The Norway-based group Iran Human Rights said Karimi's execution came along with the carrying out of the death sentences of six other prisoners, a sign of Tehran's continued increase in the meting out of capital punishment against political and religious dissenters.
"The execution of Ayoub Karimi, based on coerced confessions and without a fair trial, like the execution of other political prisoners, is a crime," said Mahmood Amiry-Moghaddam, director of Iran Human Rights.
"The authorities of the Islamic republic must be held accountable for this crime."
The identities of the six other prisoners executed along with Karimi were not disclosed, but the Hengaw rights group noted that Ghasem Abasteh, a co-defendant in Karimi's case, faced a similar fate last month.
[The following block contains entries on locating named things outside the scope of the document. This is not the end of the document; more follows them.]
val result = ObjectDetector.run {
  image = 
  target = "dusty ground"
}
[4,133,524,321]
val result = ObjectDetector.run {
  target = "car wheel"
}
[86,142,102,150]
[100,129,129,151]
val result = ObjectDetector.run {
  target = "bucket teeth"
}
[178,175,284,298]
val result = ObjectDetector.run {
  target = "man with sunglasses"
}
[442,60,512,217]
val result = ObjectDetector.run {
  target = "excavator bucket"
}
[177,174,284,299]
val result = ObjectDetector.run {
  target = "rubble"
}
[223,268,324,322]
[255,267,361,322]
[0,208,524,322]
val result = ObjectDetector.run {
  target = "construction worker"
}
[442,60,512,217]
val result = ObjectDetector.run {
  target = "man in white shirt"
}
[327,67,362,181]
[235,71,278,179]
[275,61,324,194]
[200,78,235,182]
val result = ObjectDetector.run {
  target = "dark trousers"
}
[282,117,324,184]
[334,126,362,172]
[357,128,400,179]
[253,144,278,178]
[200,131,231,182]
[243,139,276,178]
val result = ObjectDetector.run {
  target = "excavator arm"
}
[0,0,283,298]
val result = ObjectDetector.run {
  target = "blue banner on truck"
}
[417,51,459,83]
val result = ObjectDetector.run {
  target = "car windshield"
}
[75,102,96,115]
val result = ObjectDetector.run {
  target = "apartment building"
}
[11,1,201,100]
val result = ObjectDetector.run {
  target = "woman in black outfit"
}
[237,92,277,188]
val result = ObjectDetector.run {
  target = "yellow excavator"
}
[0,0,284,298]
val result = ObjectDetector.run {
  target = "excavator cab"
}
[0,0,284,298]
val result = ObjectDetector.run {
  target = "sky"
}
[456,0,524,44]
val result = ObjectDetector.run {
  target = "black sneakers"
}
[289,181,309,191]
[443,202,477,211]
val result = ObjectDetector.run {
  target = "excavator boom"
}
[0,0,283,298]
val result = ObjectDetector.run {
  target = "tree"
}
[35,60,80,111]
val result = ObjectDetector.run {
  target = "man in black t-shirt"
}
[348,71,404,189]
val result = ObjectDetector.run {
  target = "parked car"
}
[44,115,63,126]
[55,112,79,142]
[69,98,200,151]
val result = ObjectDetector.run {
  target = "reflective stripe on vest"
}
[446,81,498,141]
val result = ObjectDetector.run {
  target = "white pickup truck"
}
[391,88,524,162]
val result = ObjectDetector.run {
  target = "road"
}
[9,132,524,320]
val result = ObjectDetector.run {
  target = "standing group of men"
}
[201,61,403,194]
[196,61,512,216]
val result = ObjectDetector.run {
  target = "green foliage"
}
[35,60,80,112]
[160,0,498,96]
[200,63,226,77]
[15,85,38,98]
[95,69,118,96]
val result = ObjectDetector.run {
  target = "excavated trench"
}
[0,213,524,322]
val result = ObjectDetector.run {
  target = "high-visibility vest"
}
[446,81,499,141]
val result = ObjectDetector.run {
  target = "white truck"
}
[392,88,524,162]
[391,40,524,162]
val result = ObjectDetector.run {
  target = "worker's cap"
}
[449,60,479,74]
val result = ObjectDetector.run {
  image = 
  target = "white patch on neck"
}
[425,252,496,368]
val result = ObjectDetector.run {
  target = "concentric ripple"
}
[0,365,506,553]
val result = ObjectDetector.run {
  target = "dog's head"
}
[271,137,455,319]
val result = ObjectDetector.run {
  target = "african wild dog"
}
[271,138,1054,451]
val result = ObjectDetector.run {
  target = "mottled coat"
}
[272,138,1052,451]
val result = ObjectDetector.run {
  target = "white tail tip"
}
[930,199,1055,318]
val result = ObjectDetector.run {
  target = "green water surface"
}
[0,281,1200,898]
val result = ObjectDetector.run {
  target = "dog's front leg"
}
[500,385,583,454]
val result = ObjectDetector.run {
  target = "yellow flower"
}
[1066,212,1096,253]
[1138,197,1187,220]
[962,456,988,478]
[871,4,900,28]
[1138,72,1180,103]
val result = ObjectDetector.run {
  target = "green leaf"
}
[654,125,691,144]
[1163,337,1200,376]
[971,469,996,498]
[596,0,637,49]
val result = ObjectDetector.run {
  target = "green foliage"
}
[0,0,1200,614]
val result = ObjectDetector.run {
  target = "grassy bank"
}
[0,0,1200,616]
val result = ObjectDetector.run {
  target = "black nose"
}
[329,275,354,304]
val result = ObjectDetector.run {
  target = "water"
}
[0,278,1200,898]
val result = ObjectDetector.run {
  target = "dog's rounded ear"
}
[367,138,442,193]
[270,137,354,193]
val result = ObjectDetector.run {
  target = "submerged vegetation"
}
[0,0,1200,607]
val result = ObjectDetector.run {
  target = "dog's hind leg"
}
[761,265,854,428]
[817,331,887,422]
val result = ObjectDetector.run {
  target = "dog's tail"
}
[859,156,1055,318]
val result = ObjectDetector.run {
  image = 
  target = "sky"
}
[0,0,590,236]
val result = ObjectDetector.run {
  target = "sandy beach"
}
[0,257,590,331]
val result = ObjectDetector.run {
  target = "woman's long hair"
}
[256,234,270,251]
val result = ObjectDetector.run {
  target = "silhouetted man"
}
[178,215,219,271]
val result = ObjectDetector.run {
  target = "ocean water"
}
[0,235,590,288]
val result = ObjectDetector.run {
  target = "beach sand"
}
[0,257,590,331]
The remaining five defendants are still incarcerated and face the imminent threat of execution.
Karimi, Davoud Abdollahi, Farhad Salimi, Anwar Khezri, Khosrow Besharat, and Kamran Sheikheh were arrested in January 2010. They were subsequently sentenced by Tehran's Islamic Revolutionary Court on charges including "acting against national security" and "corruption on Earth."
Their death sentences were confirmed in 2020 amid allegations of coerced confessions and torture -- a claim supported by at least four prisoners in open letters.
Amnesty International said in a statement at the time that the trial was "grossly unfair," pointing to forced confessions under torture.
The rate of executions in Iran has been rising sharply, particularly in the wake of widespread protests that swept across the country last year following the death of 22-year-old Mahsa Amini in police custody for an alleged head-scarf violation.
Amnesty International says the regime in Tehran has executed more people than any other country in the world other than China so far this year.
United Nations Secretary-General Antonio Guterres said on November 2 that Iran was carrying out executions "at an alarming rate," while Iran Human Rights said more than 600 people had been executed in the country during the first seven months of the year.